The allocator hook MUST NOT itself allocate. All scratch storage
comes from pre-allocated buffers or direct `mmap`. Reentrancy
detection via thread-local flag.

## 5. Determinism

Given identical inputs and identical program state, allocation
counts MUST be deterministic across runs. (Backtrace addresses
WILL vary across runs due to ASLR; this is acceptable.)

## 6. Performance targets

- Tier 1 overhead: <50ns per allocation on x86_64
- Tier 2 overhead: <200ns per allocation with backtraces
- Profiler::start/stop: <1μs

## 7. Dependencies

MUST NOT have runtime dependencies outside `std`. Platform syscalls
(mmap, etc.) declared inline as `extern "C"`.

## 8. Stability

Through `0.9.x` the public API MAY shift.
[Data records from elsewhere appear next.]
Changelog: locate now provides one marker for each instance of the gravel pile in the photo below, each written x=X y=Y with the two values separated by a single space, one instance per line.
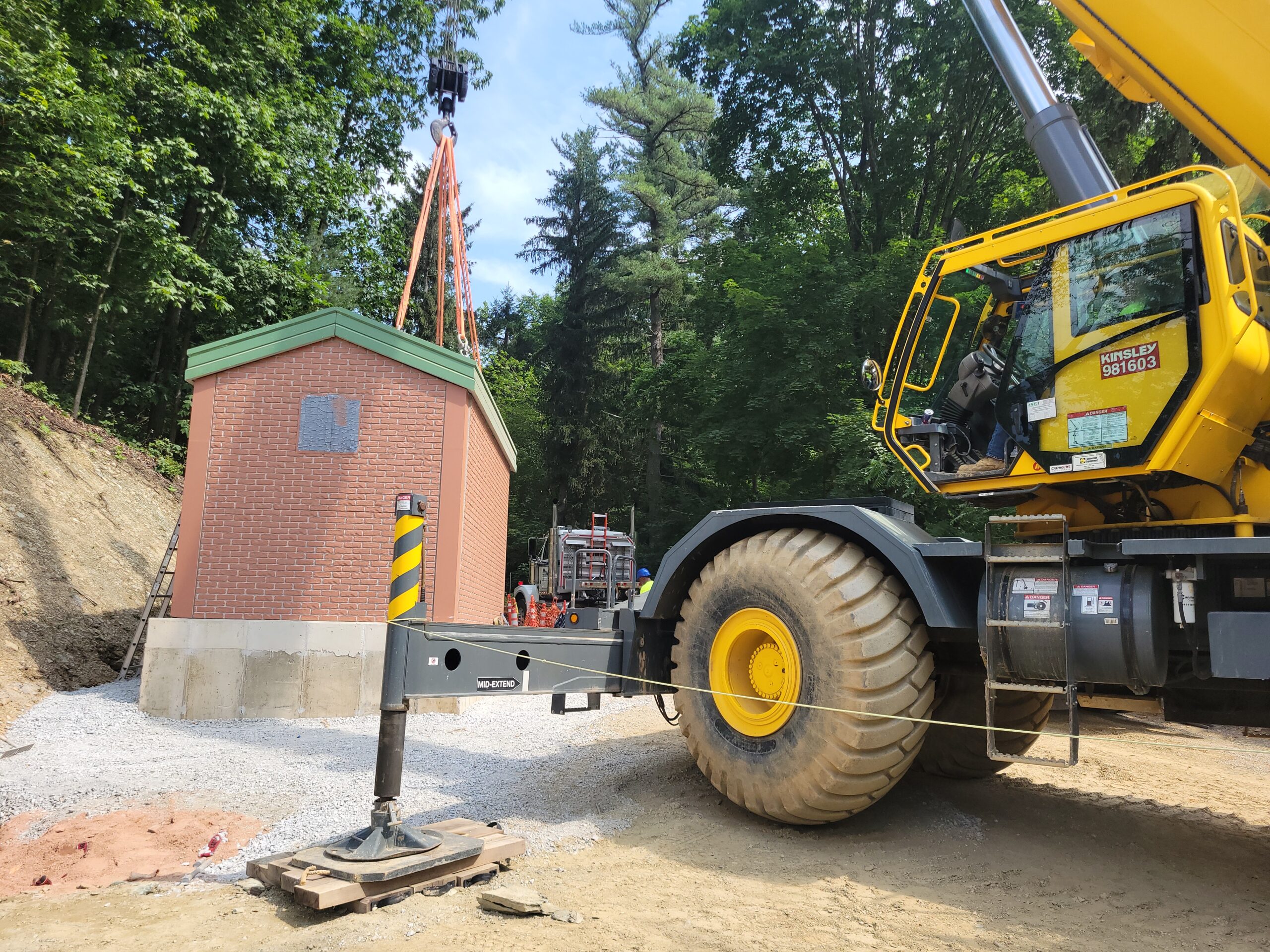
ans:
x=553 y=780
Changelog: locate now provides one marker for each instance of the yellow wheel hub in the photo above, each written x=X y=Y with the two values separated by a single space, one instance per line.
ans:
x=754 y=667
The `1.0` release pins the
API and the wire format of DHAT-compatible output.

## 9. Out of scope

- Replacing the system allocator (use `mimalloc` or `jemallocator`).
- Memory leak detection beyond peak/current tracking (use AddressSanitizer).
- Non-x86_64/non-aarch64 architectures in initial release (add by demand).
- Allocation source tracking via Rust source-level instrumentation
  (cargo features etc.) — too invasive.